Linux MD Devices in a ZFS Pool

Can you use MD devices in a ZPool? (tl;dr)

Yes. Yes you can and it works like you would expect. Create the underlying MDs first, then create the zpool containing them. Seems to work pretty well. The real question is why would you do this?

The situation that got me here:

I was building a media server combining purchased equipment with leftovers in the spare parts bin. The main goal was to create a large filesystem to share out, with at least some resiliency. None of the data was irreplaceable but we didn’t want to trash it all with a single failed drive. One giant raid 0 stripe was out. The challenge was to efficiently use a pile of different size hard drives in that one large filesystem. The drives in question were one 6TB, three 4TB and three 2TB.

The failed approaches:

I am a big Ceph fan, and one of the guys suggested a single host Ceph cluster. I found some references on the topic so figured it was worth a try. That ended up being a bit tricky (crushmap changes are necessary before creating any pools) and it performed poorly. Maybe a topic for a later post if anyone is that much of a glutton for punishment (or needs to lab test something).
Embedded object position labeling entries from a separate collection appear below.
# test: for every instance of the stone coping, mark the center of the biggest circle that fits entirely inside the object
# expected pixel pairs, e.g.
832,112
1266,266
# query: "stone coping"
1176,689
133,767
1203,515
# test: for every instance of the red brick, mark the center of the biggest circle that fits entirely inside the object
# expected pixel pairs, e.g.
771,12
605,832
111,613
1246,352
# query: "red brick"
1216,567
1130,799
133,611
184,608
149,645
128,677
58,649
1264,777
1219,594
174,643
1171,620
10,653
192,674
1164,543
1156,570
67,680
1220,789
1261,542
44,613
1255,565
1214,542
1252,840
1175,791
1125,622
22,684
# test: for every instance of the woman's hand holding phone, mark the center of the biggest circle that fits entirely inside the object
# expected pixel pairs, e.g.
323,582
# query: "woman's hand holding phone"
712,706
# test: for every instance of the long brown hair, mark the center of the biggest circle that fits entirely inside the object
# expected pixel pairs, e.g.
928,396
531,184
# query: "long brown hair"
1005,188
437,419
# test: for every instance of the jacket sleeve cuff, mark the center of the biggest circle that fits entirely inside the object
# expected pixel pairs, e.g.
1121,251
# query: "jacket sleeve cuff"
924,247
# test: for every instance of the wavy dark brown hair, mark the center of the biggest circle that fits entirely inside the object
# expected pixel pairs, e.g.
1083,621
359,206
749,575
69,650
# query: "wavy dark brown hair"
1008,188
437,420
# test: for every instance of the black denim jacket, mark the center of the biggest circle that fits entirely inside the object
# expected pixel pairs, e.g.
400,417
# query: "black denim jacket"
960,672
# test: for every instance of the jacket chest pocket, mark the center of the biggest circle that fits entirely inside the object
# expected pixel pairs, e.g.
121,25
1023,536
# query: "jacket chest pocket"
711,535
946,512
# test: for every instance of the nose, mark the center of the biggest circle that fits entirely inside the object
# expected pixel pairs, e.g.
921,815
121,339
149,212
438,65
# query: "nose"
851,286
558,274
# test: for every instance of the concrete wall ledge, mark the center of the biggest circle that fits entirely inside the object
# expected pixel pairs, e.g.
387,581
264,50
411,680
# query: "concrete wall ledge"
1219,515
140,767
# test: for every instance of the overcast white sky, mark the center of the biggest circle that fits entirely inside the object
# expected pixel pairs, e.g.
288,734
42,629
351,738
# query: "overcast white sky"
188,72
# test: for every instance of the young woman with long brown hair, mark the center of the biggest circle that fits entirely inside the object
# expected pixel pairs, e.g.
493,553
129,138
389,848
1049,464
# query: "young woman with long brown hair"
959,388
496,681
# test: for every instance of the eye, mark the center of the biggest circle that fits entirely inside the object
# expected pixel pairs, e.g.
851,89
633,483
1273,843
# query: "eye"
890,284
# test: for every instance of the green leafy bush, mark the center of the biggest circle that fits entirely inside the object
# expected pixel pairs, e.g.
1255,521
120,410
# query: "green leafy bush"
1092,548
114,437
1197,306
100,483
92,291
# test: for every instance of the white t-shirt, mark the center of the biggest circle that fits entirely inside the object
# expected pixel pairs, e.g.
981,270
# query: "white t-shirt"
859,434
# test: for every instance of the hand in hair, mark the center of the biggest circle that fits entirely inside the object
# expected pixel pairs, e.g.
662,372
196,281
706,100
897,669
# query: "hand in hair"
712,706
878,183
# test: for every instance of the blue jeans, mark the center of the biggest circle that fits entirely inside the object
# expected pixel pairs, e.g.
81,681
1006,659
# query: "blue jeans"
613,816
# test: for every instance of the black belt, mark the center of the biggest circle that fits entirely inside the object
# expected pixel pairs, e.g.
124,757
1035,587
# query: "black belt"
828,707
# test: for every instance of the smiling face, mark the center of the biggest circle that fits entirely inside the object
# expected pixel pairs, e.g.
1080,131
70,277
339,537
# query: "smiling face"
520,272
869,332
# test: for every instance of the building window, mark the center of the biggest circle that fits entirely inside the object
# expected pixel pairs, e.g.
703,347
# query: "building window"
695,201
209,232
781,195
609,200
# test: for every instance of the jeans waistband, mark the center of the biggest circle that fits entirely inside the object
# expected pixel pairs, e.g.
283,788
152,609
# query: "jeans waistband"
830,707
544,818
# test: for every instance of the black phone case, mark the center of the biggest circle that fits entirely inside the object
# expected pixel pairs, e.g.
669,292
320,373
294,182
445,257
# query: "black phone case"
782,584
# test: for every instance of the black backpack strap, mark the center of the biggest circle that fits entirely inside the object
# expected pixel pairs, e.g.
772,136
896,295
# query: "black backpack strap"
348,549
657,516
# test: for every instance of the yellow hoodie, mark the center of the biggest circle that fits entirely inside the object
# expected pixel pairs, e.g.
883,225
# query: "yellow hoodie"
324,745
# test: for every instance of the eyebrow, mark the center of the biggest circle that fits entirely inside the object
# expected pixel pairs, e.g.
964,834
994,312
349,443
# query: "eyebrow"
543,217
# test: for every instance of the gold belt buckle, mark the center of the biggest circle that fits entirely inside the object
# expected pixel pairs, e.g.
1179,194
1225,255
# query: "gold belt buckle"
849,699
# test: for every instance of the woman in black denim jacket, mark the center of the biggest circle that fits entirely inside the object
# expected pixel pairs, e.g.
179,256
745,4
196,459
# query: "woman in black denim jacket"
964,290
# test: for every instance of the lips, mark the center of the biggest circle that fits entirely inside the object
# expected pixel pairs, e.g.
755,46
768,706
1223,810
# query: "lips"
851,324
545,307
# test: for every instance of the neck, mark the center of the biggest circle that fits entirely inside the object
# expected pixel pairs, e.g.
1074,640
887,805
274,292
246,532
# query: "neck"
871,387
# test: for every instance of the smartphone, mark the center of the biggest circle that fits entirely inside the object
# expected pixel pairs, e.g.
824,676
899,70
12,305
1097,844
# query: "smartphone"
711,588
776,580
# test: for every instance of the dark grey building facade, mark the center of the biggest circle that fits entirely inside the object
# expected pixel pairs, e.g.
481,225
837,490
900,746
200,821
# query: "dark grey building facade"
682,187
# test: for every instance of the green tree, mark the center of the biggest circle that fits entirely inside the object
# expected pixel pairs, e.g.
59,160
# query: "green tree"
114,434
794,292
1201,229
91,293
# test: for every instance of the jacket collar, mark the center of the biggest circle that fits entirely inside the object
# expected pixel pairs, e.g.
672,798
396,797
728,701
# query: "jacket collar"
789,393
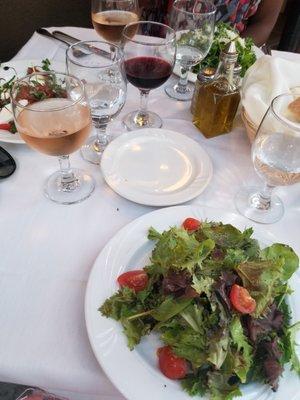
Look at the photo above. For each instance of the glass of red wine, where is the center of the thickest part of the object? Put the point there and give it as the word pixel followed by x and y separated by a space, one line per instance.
pixel 149 61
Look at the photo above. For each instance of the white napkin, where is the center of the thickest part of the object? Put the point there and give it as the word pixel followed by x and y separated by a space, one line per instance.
pixel 266 79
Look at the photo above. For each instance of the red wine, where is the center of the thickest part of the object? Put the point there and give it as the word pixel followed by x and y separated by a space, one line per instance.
pixel 147 72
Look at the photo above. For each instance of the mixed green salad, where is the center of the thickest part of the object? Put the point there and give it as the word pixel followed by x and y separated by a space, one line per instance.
pixel 223 34
pixel 219 304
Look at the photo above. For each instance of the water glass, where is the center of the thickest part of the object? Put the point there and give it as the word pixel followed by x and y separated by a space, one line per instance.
pixel 102 72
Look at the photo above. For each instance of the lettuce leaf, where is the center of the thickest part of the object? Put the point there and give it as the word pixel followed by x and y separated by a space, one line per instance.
pixel 220 388
pixel 243 356
pixel 178 249
pixel 289 259
pixel 260 279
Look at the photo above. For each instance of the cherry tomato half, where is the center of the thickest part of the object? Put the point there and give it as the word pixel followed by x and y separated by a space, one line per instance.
pixel 135 280
pixel 5 126
pixel 241 299
pixel 171 366
pixel 191 224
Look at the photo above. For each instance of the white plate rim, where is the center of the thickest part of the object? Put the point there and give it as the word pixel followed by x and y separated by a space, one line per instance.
pixel 192 190
pixel 19 65
pixel 136 369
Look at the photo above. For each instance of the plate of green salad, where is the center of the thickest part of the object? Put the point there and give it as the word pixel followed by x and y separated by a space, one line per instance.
pixel 191 301
pixel 224 33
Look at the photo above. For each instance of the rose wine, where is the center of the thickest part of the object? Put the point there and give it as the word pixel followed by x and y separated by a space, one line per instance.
pixel 60 131
pixel 147 72
pixel 110 24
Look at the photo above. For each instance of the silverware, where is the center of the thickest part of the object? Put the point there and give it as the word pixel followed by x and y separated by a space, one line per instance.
pixel 80 50
pixel 76 52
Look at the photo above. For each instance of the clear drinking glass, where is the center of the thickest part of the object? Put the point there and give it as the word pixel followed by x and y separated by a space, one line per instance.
pixel 149 62
pixel 52 115
pixel 276 159
pixel 109 17
pixel 102 72
pixel 194 23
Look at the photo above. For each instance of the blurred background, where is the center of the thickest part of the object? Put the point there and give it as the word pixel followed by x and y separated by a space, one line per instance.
pixel 20 18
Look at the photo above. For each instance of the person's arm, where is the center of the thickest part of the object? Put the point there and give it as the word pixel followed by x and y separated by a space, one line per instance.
pixel 262 22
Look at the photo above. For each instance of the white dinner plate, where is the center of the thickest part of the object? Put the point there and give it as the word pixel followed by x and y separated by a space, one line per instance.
pixel 20 67
pixel 156 167
pixel 135 373
pixel 193 77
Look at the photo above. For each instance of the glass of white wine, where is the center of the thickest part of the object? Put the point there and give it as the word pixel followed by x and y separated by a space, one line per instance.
pixel 194 23
pixel 109 17
pixel 276 159
pixel 52 115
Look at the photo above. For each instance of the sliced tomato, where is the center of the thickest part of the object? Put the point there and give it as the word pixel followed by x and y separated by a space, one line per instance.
pixel 5 126
pixel 171 366
pixel 241 300
pixel 135 280
pixel 191 224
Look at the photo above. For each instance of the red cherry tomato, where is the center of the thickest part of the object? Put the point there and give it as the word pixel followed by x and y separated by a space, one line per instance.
pixel 171 366
pixel 5 126
pixel 191 224
pixel 136 280
pixel 241 300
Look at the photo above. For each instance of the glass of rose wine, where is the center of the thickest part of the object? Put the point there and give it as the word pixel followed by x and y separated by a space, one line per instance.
pixel 276 159
pixel 52 115
pixel 109 17
pixel 149 62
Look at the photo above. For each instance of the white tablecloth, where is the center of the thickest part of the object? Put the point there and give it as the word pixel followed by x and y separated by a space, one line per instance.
pixel 48 250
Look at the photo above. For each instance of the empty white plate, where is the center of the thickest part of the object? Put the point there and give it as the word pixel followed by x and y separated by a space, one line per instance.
pixel 156 167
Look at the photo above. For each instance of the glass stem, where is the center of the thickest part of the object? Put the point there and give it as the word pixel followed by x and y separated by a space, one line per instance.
pixel 102 136
pixel 262 200
pixel 181 86
pixel 68 180
pixel 142 117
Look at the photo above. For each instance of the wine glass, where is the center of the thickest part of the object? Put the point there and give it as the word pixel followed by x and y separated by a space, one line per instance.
pixel 194 23
pixel 102 71
pixel 109 17
pixel 52 115
pixel 276 159
pixel 149 62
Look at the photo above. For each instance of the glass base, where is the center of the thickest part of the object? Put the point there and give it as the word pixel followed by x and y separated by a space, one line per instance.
pixel 247 203
pixel 92 151
pixel 137 120
pixel 74 191
pixel 175 93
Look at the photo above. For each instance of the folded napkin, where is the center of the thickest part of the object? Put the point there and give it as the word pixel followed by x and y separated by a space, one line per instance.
pixel 265 79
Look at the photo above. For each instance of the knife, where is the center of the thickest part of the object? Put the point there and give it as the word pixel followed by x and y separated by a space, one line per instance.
pixel 92 49
pixel 81 50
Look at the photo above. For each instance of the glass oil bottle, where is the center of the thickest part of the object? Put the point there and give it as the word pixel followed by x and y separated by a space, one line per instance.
pixel 218 100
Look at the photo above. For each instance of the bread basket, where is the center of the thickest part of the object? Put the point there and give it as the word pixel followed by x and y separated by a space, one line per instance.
pixel 251 128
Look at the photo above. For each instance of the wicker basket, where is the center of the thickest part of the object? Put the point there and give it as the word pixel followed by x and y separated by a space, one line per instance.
pixel 251 128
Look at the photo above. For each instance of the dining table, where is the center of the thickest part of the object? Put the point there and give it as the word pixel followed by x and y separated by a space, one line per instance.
pixel 48 250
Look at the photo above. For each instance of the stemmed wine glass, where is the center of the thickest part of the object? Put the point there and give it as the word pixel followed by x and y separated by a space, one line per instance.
pixel 194 23
pixel 149 62
pixel 102 71
pixel 276 159
pixel 109 17
pixel 52 115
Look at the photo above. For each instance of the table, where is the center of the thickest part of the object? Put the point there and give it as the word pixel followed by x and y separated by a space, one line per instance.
pixel 48 250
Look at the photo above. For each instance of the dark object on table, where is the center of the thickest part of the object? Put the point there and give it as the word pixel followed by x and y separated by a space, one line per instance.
pixel 7 164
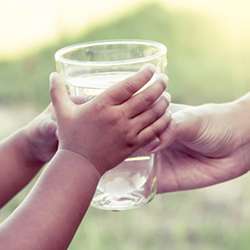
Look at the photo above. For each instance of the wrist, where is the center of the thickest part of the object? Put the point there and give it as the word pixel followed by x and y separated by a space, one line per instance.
pixel 79 159
pixel 24 148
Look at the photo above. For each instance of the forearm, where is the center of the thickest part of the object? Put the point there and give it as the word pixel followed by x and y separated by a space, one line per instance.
pixel 17 167
pixel 55 207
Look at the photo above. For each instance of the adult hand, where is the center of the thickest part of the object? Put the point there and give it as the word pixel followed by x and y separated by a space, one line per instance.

I am also a big ZFS fan and assumed it would allow you to assemble several stripes into a raidz1. You certainly can assemble mirrors into a stripe pool (raid 10), I have a few systems running with that arrangement. Alas, you cannot do the same with stripes in a z.

So, MD with ZFS is [the|an] answer.

My next idea was to create three stripes out of the 4TB and 2TB drives, giving us three 6TB MDs, then build a filesystem out of that. (I did make an attempt at creating ZFS stripes but couldn’t add them to a raidz1. You can do that with mirrors but this application valued space efficiency over performance.) In hindsight it seems so obvious.  First, we created the underlying mds. The disk assortment was:

[0:0:0:0] disk ATA Hitachi HDS72302 A5C0 /dev/sda  <-- 2TB
[0:0:1:0] disk ATA WDC WD40EZRZ-00W 0A80 /dev/sdb  <-- 4TB
[0:0:2:0] disk ATA ST32000641AS CC13 /dev/sdc      <-- 2TB
[0:0:3:0] disk ATA WDC WD40EZRZ-00W 0A80 /dev/sdd  <-- 4TB
[0:0:4:0] disk ATA WDC WD40EZRZ-00G 0A80 /dev/sde  <-- 4TB
[0:0:5:0] disk ATA ST2000DM001-1CH1 CC27 /dev/sdf  <-- 2TB
[0:0:6:0] disk ATA HGST HDN726060AL T517 /dev/sdg  <-- 6TB
[1:0:0:0] disk ATA SSD2SC120G1SA754 4B /dev/sdh  <-- Boot Drive

So creating the first MD is as simple as:

# mdadm --create /dev/md0 --level=stripe --raid-devices=2 /dev/sda /dev/sdb

Repeat with the other two and four TB drives for /dev/md1 and /dev/md2. Then zpool them:

# zpool create tank raidz /dev/md0 /dev/md1 /dev/md2 /dev/sdg
# zpool status
  pool: tank
 state: ONLINE
  scan: none requested
config:
 NAME        STATE     READ WRITE CKSUM
 tank        ONLINE       0     0     0
   raidz1-0  ONLINE       0     0     0
     md0     ONLINE       0     0     0    
     md1     ONLINE       0     0     0
     md2     ONLINE       0     0     0
     sdg     ONLINE       0     0     0
 
errors: No known data errors

And there we have it, a raidz1 pool with ~16TB of usable space. And so far it has performed well, or at least as well as we have demanded. The MDs have increased risk of failure, being a plain stripe, but data wouldn’t be in jeopardy by any single disk loss.